Low-Level Actions (Query)

Once targets are found, users can query them at three scopes:

  • Identify: Focus on a single target to return its characteristics or specific references.
  • Compare: Focus on multiple targets to assess their differences or similarities.
  • Summarise (Overview): Focus on all possible targets to provide a comprehensive view or statistical summary.

How: Marks and Channels

The "how" question addresses visual encoding – the specific way data is visually represented. The core building blocks for visual encoding are marks and channels.

Marks

Marks are basic geometric elements that depict items or links. They are classified by their spatial dimensions:

  • Points (0D): For individual items.
  • Lines (1D): For individual items or connection marks (showing pairwise relationships, like edges in a network).
  • Areas (2D): For individual items or containment marks (showing hierarchical relationships through nesting, like in treemaps).

Channels

Channels are ways to control the appearance of marks, independent of their geometric dimensionality. Examples include colour, size, angle, shape, and motion. Channels can be used to redundantly encode the same attribute or to encode different attributes (bivariate/multivariate encoding).

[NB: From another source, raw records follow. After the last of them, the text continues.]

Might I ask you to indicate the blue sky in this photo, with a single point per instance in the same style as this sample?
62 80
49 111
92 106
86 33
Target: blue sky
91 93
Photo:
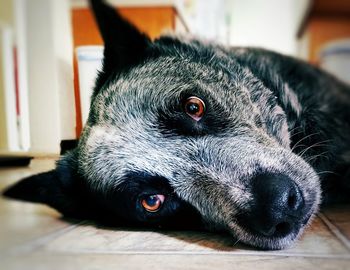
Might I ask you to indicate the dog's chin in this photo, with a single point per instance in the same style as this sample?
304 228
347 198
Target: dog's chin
270 243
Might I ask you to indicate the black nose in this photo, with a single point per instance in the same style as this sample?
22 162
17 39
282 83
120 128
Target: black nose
277 208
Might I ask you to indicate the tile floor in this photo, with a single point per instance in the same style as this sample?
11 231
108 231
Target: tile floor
36 237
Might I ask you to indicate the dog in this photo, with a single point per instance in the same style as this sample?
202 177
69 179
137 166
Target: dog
188 134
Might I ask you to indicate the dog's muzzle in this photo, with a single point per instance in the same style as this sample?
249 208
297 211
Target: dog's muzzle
278 208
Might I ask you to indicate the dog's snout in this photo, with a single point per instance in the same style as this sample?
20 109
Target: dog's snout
277 208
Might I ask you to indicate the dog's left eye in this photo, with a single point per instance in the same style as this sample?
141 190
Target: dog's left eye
194 107
153 203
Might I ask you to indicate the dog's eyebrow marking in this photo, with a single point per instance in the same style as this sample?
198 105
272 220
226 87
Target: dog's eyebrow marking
291 98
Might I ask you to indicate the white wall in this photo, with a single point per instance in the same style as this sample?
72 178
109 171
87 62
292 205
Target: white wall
269 24
49 66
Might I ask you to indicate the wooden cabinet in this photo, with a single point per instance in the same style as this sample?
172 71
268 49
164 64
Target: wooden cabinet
324 22
151 20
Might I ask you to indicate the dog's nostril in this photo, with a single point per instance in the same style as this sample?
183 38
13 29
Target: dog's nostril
292 201
278 206
283 229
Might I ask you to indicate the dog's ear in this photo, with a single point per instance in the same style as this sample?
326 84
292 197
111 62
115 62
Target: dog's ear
125 46
57 188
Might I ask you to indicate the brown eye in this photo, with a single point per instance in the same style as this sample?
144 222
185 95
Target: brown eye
195 108
153 203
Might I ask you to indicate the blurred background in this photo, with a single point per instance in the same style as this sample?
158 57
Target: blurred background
50 50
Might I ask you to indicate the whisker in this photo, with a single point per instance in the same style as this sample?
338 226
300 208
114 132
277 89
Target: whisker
320 144
304 138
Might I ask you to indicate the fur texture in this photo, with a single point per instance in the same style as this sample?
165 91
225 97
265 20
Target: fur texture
272 124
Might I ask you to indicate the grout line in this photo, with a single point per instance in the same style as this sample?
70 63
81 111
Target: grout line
31 245
205 253
334 229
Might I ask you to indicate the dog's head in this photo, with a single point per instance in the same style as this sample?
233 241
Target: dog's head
178 133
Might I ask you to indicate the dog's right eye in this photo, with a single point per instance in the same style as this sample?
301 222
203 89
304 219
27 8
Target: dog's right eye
194 107
152 203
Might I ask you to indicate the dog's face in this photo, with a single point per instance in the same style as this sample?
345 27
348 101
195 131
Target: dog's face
179 132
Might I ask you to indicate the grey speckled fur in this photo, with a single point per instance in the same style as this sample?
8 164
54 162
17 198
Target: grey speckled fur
269 113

Two key principles guide the use of channels in visual encoding:

  • Expressiveness Principle: The visual encoding should express all and only the information in the dataset attributes. Ordered data should be shown in a way that is perceptually ordered, and unordered data should not imply an ordering.
  • Effectiveness Principle: The importance of an attribute should match the salience (noticeability) of the channel used to encode it. More important attributes should use more effective channels.

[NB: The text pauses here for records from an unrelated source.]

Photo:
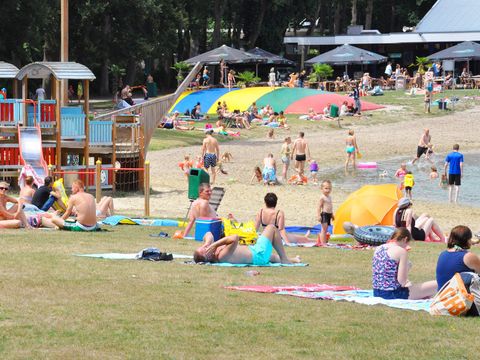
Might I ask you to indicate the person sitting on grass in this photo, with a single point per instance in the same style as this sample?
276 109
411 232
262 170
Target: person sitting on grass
390 268
85 208
228 250
14 217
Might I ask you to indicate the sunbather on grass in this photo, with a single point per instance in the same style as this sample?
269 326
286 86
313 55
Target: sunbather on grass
228 250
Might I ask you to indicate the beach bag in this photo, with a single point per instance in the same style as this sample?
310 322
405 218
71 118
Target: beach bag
246 231
153 254
452 299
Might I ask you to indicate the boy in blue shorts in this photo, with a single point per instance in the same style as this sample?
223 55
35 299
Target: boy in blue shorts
228 250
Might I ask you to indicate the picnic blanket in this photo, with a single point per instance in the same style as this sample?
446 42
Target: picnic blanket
352 295
130 256
305 287
332 246
247 265
125 220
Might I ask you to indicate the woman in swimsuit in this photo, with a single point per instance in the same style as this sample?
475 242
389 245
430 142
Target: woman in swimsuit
270 216
421 227
351 148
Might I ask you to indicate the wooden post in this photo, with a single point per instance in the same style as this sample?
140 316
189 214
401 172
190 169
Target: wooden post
86 149
147 188
64 48
98 180
114 151
58 119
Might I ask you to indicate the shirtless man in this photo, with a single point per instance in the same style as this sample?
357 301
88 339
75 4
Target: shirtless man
300 150
14 217
85 208
210 154
227 250
423 144
200 207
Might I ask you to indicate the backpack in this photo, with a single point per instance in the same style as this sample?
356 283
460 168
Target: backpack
452 299
153 254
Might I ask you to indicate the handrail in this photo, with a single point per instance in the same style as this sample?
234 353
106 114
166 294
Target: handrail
153 111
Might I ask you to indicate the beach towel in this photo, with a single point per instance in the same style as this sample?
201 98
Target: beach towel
129 256
336 293
362 297
125 220
305 287
247 265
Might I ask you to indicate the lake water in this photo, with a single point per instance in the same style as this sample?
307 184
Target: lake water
424 189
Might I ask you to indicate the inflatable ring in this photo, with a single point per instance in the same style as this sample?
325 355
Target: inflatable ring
373 235
367 165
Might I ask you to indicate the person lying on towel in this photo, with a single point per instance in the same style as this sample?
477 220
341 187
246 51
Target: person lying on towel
228 250
85 208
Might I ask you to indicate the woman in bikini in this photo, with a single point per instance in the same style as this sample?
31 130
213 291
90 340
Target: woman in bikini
351 148
270 216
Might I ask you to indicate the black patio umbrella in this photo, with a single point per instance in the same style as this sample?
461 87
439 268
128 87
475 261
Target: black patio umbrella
227 54
347 55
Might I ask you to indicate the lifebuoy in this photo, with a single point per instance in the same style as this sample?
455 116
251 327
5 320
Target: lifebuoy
373 235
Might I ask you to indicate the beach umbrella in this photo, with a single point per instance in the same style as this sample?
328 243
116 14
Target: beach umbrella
369 205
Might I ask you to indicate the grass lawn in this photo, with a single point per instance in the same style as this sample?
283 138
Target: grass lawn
55 305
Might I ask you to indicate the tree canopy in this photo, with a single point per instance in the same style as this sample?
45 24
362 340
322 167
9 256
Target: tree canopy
149 36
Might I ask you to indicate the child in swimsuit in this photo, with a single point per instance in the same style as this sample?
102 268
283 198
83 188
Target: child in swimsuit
313 171
408 182
325 212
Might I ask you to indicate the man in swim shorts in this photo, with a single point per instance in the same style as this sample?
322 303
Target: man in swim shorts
228 250
300 150
422 147
210 154
85 208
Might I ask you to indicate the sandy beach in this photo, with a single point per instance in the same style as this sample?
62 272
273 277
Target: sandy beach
376 142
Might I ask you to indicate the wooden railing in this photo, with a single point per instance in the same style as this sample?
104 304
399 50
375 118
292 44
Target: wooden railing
153 111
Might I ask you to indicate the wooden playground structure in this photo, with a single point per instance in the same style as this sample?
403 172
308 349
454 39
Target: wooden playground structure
70 141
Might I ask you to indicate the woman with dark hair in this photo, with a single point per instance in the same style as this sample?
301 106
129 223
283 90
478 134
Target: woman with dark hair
269 215
390 268
457 258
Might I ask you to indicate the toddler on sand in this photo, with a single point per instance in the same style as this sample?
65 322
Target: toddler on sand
325 211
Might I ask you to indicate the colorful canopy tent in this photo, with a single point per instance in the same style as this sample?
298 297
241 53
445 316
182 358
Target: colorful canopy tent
228 54
369 205
319 101
289 100
207 98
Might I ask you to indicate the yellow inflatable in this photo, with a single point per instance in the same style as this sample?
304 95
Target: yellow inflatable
62 202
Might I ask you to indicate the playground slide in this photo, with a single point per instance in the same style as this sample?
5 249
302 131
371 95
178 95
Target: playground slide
31 153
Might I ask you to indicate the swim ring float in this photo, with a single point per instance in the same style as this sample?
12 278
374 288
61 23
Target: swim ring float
373 235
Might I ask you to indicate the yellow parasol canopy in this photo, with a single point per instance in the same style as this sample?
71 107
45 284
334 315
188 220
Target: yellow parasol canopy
369 205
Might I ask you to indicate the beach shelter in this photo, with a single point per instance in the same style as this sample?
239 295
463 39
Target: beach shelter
347 55
228 54
271 58
369 205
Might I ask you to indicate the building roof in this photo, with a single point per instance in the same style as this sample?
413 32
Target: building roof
272 58
7 71
467 50
228 54
60 70
451 16
346 55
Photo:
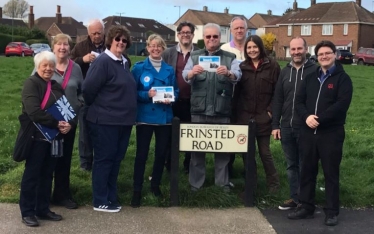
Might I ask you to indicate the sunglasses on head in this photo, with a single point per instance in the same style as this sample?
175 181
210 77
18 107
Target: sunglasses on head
117 39
210 36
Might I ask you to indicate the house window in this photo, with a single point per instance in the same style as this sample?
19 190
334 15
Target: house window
327 29
345 29
289 30
306 30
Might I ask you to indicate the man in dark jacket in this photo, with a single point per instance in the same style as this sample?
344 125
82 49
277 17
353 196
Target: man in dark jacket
287 130
322 102
84 53
177 56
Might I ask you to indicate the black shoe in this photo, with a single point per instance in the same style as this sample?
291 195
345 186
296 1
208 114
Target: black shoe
51 216
301 213
30 221
135 201
331 220
156 191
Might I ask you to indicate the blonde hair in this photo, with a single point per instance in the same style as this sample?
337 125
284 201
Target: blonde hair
59 37
158 40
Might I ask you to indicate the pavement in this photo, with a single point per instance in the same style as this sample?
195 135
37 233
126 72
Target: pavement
140 220
176 220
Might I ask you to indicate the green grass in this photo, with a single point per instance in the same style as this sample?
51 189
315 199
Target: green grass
357 181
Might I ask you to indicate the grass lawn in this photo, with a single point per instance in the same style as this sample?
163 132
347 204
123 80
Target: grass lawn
357 180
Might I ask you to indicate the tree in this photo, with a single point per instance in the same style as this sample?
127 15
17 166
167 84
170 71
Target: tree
268 40
15 8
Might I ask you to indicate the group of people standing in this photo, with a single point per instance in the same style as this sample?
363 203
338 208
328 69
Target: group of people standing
109 99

Channel Rankings (Effectiveness)

Channels are ranked by their effectiveness for encoding different types of data:

  • Magnitude Channels (for Ordered Data - e.g., Quantitative, Ordinal):
    1. Position on common scale (most effective).
    2. Position on unaligned scale.
    3. Length (1D size).
    4. Tilt/angle.
    5. Area (2D size).
    6. Depth (3D position).
    7. Color luminance.
    8. Color saturation.
    9. Curvature.
    10. Volume (3D size).
  • Identity Channels (for Categorical Data):
    1. Spatial region (most effective).
    2. Color hue.
    3. Motion.
    4. Shape.

Spatial position channels (planar position) are the most crucial visual encoding choice as they dominate the user's mental model of the dataset.

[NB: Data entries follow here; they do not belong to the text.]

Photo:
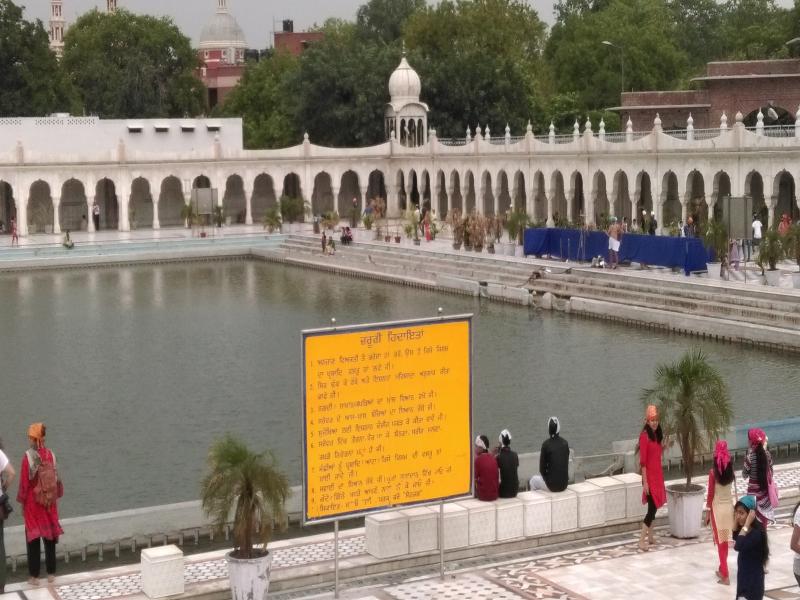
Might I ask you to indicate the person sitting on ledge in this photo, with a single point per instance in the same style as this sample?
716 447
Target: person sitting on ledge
508 463
553 462
487 478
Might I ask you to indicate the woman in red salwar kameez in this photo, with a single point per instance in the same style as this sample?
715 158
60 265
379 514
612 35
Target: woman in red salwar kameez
41 523
654 494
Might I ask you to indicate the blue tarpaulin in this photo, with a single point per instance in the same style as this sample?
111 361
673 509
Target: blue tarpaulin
574 244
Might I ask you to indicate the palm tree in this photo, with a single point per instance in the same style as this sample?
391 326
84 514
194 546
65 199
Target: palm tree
249 484
694 404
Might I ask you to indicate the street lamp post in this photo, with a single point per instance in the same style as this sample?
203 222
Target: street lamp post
621 63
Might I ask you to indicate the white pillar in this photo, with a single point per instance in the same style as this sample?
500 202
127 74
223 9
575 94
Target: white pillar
336 189
248 196
156 220
56 211
22 211
124 217
90 216
392 200
771 206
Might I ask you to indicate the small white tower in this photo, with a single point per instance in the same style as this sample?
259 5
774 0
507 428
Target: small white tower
405 115
57 26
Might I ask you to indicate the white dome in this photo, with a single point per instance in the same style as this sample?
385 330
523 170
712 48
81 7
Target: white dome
222 31
404 84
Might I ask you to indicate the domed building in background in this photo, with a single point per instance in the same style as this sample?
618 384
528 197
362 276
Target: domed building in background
222 53
406 116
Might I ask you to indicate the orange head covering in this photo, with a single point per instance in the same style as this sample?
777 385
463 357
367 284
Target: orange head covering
36 433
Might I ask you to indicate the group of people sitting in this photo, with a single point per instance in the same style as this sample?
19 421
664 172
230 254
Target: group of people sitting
496 470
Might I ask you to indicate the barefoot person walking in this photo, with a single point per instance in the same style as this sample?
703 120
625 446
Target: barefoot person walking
654 494
720 505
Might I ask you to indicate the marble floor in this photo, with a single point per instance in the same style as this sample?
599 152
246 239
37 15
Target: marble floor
674 570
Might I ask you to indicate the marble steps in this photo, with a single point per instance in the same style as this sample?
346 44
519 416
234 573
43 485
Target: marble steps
746 300
424 263
669 302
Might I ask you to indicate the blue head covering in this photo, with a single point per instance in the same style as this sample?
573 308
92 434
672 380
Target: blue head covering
749 502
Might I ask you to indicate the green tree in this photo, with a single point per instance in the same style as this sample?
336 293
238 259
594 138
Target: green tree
125 65
264 101
755 29
694 404
31 83
644 33
340 87
383 20
479 63
699 22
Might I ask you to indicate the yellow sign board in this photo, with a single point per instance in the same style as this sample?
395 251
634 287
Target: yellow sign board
387 416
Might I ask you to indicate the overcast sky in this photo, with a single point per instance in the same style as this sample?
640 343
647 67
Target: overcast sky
255 16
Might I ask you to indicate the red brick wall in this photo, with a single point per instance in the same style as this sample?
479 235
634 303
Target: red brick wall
293 42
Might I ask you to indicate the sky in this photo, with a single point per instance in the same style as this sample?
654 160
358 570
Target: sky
254 16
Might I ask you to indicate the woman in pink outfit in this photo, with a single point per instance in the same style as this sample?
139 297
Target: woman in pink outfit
41 522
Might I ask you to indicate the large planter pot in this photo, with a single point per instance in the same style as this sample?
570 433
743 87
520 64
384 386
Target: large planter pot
773 277
685 510
249 577
713 270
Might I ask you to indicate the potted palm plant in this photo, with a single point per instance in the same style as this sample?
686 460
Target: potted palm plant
272 220
771 249
792 242
457 227
251 487
715 239
695 408
516 222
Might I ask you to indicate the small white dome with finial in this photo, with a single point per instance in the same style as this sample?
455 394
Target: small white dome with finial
404 84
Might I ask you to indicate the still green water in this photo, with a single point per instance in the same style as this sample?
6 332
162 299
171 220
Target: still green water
136 370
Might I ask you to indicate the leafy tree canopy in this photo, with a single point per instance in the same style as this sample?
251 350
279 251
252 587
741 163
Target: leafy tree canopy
340 87
262 99
643 37
479 62
31 82
383 20
126 65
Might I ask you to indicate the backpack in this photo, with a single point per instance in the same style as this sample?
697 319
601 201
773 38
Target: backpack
45 491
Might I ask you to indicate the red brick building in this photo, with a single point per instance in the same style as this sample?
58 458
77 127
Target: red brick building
222 54
294 42
730 87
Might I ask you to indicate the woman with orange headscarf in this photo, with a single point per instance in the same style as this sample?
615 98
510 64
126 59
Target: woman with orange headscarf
39 491
654 494
785 225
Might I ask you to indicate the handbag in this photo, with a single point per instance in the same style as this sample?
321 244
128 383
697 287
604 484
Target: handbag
772 490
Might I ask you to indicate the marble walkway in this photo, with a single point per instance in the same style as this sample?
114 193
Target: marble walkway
599 569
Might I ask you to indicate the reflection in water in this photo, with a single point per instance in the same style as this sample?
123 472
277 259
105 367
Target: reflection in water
137 369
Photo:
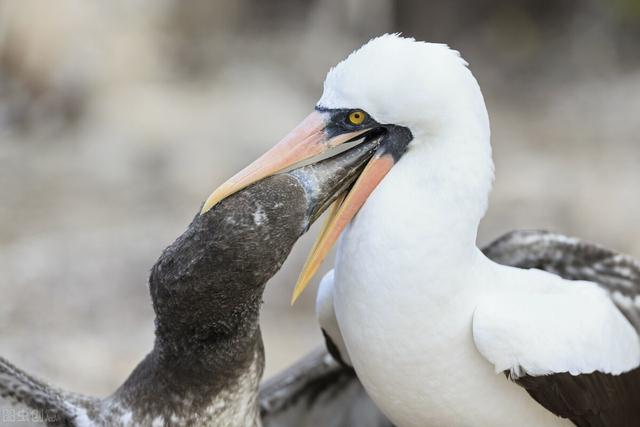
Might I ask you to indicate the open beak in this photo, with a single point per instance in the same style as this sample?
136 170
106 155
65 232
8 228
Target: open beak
341 213
307 140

Factors for Channel Effectiveness

  • Accuracy: How precisely humans can perceive differences using a given channel. For example, length judgements (bar charts) are generally more accurate than angle judgements (pie charts) or area judgements. Our perceptual system largely operates with relative judgements rather than absolute ones.
  • Discriminability: The number of distinct bins or steps perceivable for a channel. Some channels, like linewidth or colour luminance, have a very limited number of discriminable steps (e.g., typically less than five for grayscale when the background is not uniform).
  • Separability: Whether different visual channels are perceived independently (separable) or blend together (integral). For instance, position and hue are separable, allowing selective attention to one channel, while width and height of an object are integral, perceived as a single area.
  • Popout: The phenomenon where a distinct item immediately stands out from many others. Channels like color, size, and motion can create powerful visual popout effects, making selected items highly salient.